The Two Faces of Governance
Thursday, January 27, 2011 at 4:17PM A perennial hot topic in SharePoint discussions is the need for governance. Ask 10 SharePoint experts about structuring a deployment and the one thing they'll all agree on is the need for governance. But I think what is typically referred as governance is really an unfortunate mashup of two different things, and those two things need to be treated separately to be effective.
Microsoft defines governance as "the set of roles, responsibilities, and processes that you put in place in an enterprise to guide the development and use of a solution based on SharePoint". That makes sense. But it mistakenly groups technical development and use into one document. In my experience, those two things are worlds apart in practical terms.
The development of a SharePoint environment, from requirements gathering to ongoing support, is primarily a technical exercise conducted by technical people. The use of SharePoint typically revolves around businesses process performed by business personnel. This crucial distinction is lost on a lot of people. Even Microsoft's own governance plan template lumps both groups into one document. But the needs of these two groups are markedly different and should be treated as such.
The technical aspects of SharePoint, as with most complex technology projects, absolutely require the creation of detailed documentation. There are myriad technical details that must be thought through, planned out, and implemented in a tightly choreographed dance to ensure minimal business impact. The information architecture and design of the SharePoint sites must be developed and implemented. Technical support resources must be developed and put in place. These folks are charged with the care and feeding of the beast, and deal with SharePoint as SharePoint, a complex system that needs to be organized and maintained in a predictable way. This behind-the-scenes detail work is well suited to extensive documentation and the typical governance plan is adequate to meet the need.
The business aspects of SharePoint are a very different animal. Here, the users don’t deal with a piece of technology, they engage with a business process. It's not SharePoint, it's the HR Onboarding application. A finely crafted SharePoint governance document full of policies and procedures will get the same attention as every other user manual they're handed. They just want to get on with their job.
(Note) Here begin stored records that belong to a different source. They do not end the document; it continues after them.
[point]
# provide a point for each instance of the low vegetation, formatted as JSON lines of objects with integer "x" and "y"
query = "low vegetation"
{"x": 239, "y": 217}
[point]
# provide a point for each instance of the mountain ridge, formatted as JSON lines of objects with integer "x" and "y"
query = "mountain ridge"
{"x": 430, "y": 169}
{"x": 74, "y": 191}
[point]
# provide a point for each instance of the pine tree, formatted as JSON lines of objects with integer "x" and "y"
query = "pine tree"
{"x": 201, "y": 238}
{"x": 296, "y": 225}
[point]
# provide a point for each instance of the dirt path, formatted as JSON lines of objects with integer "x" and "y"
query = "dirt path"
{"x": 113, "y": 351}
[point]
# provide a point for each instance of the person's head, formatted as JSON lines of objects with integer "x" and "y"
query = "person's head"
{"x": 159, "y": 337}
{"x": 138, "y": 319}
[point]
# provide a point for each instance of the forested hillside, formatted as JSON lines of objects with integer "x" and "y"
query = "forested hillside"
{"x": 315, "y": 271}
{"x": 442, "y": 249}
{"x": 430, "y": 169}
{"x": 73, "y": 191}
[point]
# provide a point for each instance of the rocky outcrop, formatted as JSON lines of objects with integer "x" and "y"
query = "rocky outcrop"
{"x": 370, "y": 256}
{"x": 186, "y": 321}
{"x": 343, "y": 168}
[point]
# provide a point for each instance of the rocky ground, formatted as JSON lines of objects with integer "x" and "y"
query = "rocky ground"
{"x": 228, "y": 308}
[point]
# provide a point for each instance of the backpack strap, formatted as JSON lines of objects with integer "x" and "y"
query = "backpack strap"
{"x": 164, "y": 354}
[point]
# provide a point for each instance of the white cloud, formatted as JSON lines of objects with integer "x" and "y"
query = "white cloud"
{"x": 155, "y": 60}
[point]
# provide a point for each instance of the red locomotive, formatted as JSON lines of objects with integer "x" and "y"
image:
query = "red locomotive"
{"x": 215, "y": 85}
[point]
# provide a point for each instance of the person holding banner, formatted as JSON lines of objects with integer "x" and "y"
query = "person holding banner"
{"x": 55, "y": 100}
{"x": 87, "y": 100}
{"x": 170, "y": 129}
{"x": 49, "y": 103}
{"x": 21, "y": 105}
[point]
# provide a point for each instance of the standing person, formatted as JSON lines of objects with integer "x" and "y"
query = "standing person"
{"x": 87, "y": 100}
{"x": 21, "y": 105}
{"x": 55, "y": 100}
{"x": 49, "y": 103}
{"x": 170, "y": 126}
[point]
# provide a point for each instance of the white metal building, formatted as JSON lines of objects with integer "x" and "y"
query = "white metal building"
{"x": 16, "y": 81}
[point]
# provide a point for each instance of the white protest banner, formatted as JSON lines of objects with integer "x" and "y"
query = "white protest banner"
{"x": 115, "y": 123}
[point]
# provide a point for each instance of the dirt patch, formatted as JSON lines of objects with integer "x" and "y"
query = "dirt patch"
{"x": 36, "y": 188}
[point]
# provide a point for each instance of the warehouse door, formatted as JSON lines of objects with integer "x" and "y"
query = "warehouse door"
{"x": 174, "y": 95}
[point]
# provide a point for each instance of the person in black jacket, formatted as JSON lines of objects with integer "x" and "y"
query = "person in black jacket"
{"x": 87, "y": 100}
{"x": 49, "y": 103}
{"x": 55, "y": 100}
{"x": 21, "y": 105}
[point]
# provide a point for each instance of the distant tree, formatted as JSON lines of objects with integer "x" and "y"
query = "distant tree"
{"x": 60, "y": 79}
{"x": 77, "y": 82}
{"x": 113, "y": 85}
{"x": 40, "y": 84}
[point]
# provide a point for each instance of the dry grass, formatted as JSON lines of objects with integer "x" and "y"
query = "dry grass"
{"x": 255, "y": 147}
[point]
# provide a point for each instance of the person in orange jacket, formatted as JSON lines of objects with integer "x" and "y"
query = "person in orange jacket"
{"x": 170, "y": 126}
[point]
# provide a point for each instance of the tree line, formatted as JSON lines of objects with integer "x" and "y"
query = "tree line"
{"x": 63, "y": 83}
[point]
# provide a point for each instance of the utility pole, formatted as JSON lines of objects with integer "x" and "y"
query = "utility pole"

And that's the heart of the matter: for the technical team, SharePoint is their job. For business users, it's not. For the techs, the governance plan is the bible to keep their system running. For users, it's just another distraction keeping them from their job.
So what do we do?
Luckily, most companies already have the answer: training. The user governance documentation should really be written for the training department (or a training firm brought in), not the end users. Trainers are the ones who know how to distill the document down into lessons the users will understand and absorb. The governance needs to be presented in terms of how will it help them do their job and make their life easier. Even though it's in reality top-down, it needs to feel bottom-up. In short, the end users need to be convinced they own their tool, and that doing things in a certain way will be in their best interest. It's a tricky balance for the trainer to maintain, but that's why they're professionals. Yes, as part of the training effort some user documentation should be created to reinforce the learning and serve as reference, but success hinges on ensuring the policies are internalized, not just documented.
In the end, a governance plan which isn't followed is even worse than not having one, so properly planning the implementation of the user governance plan is a crucial part of planning the deployment as a whole. And here it serves us well to understand the affected audiences. Give the detail to the people who need the detail: the techs. User governance is a training exercise, not a publishing effort.